Een archeologische vondst van een Nederlander bij een West-Javaanse berg in 1914 was lange tijd in vergetelheid geraakt. Totdat onlangs een adviseur van de Indonesische president Yudhoyono de ontdekking van een piramide aankondigde. De vondst is echter allerminst onomstreden.
Andi Arief, leider van Yudhoyono’s speciale staf voor noodhulp bij natuurrampen, stuurde vorig jaar vijf geologen naar de berg Gunung Padang in een poging de grootte van het bouwwerk te schatten. De geologen stelden al snel vast dat een deel van de binnenkant van de berg uit een specifieke structuur bestond. Arief presenteerde de onderzoeksresultaten vorig jaar direct aan de president. In maart 2011 werd het team uitgebreid met Indonesische wetenschappers uit verschillende disciplines, zoals architecten, filologen, astronomen en geologen. Sindsdien werken zij eraan het mysterie van de Gunung Padang te ontrafelen.
De berg ligt op 45 kilometer afstand van Cianjur. Met de koolstofmethode stelden de onderzoekers de oudheid vast van de structuur, die door mensen zou zijn gebouwd. Het zou gaan om een tempelpiramide die tussen de 4700 en 10.900 jaar voor Christus werd opgericht, eerder dan de piramide van Gizeh in Egypte en dan Stonehenge in Engeland. Het bouwsel zou bestaan uit vijf terraslagen met een totale hoogte van circa honderd meter en een oppervlakte van vijftien hectare. Volgens Ali Akbar, archeoloog van de gerenommeerde staatsuniversiteit Universitas Indonesia, is de piramide tienmaal groter dan de tempel Borobodur.
Het bouwwerk zou voor het eerst in 1914 ontdekt zijn door de Nederlandse archeoloog N.J. Krom. Decennialang werd de vondst vergeten, totdat drie boeren uit het dorpje Karyamukti in 1979 een nieuwe lap grond op de rug van de berg wilden ontginnen.
De dorpsbewoners van Karyamukti geloven zelf dat de piramide is verbonden aan Prabu Siliwangi, een vorst uit het West-Javaanse Pajajaran. In 1482 bekeerde deze oorspronkelijke hindoe-vorst zich tot de islam, waarna hij en zijn volgelingen onder andere bij de Gunung Padang neerstreken.

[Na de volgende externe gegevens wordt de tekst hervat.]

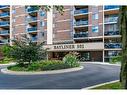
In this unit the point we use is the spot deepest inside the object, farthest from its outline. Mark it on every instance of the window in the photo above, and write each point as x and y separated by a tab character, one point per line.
42	13
95	16
94	28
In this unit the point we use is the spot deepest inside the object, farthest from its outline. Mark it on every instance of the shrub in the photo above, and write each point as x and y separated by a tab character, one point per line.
26	51
71	60
43	65
116	59
6	60
5	50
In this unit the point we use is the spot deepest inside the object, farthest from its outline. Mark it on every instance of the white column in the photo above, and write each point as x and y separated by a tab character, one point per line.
50	26
103	35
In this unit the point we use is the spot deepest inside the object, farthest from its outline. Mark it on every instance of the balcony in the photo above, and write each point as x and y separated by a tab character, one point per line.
110	7
111	19
4	41
80	35
110	33
34	39
32	9
4	32
32	29
113	45
4	23
6	14
3	6
32	19
81	22
81	11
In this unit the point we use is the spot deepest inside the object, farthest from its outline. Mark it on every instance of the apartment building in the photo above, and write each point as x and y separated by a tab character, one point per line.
91	31
4	24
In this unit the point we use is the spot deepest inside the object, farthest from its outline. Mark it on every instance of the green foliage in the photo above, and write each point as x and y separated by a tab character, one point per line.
43	65
116	59
115	85
123	30
26	52
5	50
71	60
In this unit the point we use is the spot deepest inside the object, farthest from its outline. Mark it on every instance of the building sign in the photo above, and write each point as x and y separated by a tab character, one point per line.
76	47
67	46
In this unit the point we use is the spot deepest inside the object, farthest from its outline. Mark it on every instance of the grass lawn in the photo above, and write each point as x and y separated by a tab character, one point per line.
115	85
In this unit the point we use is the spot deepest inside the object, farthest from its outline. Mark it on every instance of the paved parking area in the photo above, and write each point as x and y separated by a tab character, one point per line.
92	74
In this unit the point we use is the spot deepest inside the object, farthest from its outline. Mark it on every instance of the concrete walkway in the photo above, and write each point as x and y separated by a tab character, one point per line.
92	74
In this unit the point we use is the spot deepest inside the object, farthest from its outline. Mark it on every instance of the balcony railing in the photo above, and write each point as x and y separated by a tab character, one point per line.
108	33
4	32
4	23
113	45
34	39
31	19
111	19
81	35
3	6
110	7
32	29
81	11
4	14
4	41
32	9
82	22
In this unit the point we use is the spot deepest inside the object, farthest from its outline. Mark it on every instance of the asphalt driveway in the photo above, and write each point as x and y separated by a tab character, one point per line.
92	74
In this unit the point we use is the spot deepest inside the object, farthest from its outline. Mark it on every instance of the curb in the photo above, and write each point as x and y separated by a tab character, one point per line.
6	71
100	84
101	63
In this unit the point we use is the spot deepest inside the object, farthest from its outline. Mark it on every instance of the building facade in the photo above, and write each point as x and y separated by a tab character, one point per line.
92	31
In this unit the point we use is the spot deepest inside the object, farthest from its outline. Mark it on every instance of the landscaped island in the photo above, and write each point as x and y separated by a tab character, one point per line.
46	65
31	56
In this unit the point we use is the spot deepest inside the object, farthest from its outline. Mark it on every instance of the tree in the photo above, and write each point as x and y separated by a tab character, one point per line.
25	51
46	8
123	30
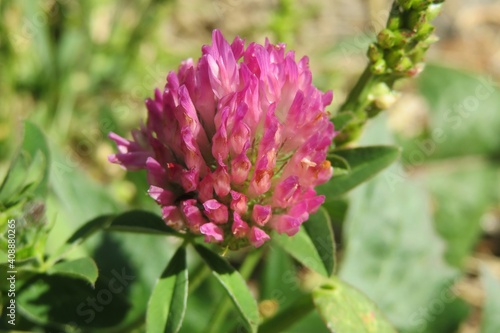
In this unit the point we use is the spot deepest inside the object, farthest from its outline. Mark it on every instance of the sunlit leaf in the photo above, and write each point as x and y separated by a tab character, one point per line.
345	310
234	285
167	304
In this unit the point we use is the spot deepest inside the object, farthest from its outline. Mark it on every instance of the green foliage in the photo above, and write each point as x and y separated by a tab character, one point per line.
345	309
28	174
362	164
234	285
167	304
311	249
83	268
491	321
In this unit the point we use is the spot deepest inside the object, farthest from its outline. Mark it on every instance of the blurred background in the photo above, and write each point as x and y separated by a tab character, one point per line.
80	69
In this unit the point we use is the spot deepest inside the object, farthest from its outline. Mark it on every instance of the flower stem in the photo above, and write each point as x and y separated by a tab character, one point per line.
398	53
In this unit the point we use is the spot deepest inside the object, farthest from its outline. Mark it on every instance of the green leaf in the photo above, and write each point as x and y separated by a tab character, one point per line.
288	316
137	221
64	300
475	188
341	120
319	229
279	280
28	173
390	237
82	268
234	285
464	117
167	304
491	320
392	249
345	310
142	222
364	162
301	247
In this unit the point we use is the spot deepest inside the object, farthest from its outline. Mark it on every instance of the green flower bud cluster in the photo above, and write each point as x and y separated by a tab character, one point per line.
401	46
398	52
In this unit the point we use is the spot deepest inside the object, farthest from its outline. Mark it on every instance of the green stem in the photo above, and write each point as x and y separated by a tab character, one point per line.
357	96
398	52
225	305
199	275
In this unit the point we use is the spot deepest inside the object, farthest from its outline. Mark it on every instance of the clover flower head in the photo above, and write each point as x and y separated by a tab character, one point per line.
235	143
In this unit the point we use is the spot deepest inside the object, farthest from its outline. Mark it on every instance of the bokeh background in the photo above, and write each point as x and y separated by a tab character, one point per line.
79	69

Inmiddels is er de nodige kritiek op het onderzoeksproject. Mundardjito, een hoogleraar archeologie van de Universitas Indonesia, heeft nadrukkelijke vraagtekens gezet bij de archeologische methodologie die Ariefs team heeft gekozen. De eerste indrukken zouden te snel als definitieve resultaten zijn gepresenteerd. Ook zijn er vraagtekens bij de projectkosten. De gehele opgraving zou honderdduizenden euro’s kosten. ‘Zien is geloven,’ aldus Mundardjito.
Jan Lepeltak is correspondent in Indonesië.